Cattle have been doing this for years. I have even watched them use twine before. You cut it into short pieces and unravel it then glue it on and paint it. You can also just use hair you have clipped off. I am not good at fitting any animals so I have not learned this trick.


----------



## boergoatlove (Sep 20, 2016)

RPC said:


> Cattle have been doing this for years. I have even watched them use twine before. You cut it into short pieces and unravel it then glue it on and paint it. You can also just use hair you have clipped off. I am not good at fitting any animals so I have not learned this trick.


Yea! That's exactly it! That's what they do. It just annoys me so much because it makes the goat look thicker boned and a better animal on the hoof. When the goats fitted like that stand next to mine, they make mine look stick-legged which is far from the case. It's just so unfair


----------



## RPC (Nov 6, 2009)

I agree which is another reason why I have not tried to learn how to do it. It would be awesome to win but I want to win the correct way.


----------



## happybleats (Sep 12, 2010)

Lol..oh my. Win at any cost!!...such a shame. If you have a winning animals..should win on its own merits not the groomers.


----------



## RPC (Nov 6, 2009)

I am all about good grooming it is truly an art that I don't have bit I don't like when things are added to an animal to make it look better like the artificial hair.


----------



## Jessica84 (Oct 27, 2011)

RPC said:


> I am all about good grooming it is truly an art that I don't have bit I don't like when things are added to an animal to make it look better like the artificial hair.
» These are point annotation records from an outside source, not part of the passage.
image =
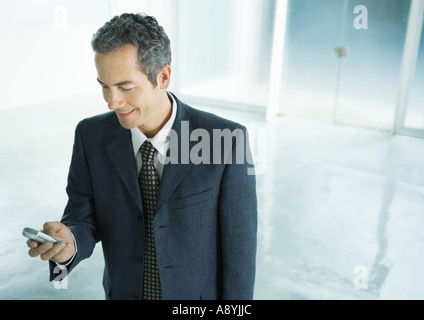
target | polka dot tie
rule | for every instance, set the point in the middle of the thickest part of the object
(149, 184)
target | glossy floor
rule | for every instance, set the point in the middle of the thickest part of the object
(341, 209)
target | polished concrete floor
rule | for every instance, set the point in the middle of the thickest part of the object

I agree! I can't clip worth crap but I admire people who can, but when you add things I don't think that's right. It's one thing to fluff or shine but adding is kinda unhonest IMO


----------



## kjlym (8 mo ago)

boergoatlove said:


> Yea! That's exactly it! That's what they do. It just annoys me so much because it makes the goat look thicker boned and a better animal on the hoof. When the goats fitted like that stand next to mine, they make mine look stick-legged which is far from the case. It's just so unfair


why are you mad that they are better at fitting?


----------



## NigerianNewbie (Jun 6, 2018)

kjlym said:


> why are you mad that they are better at fitting?


This thread is from 2016


----------



## ksalvagno (Oct 6, 2009)

Closed. OP is long gone.


----------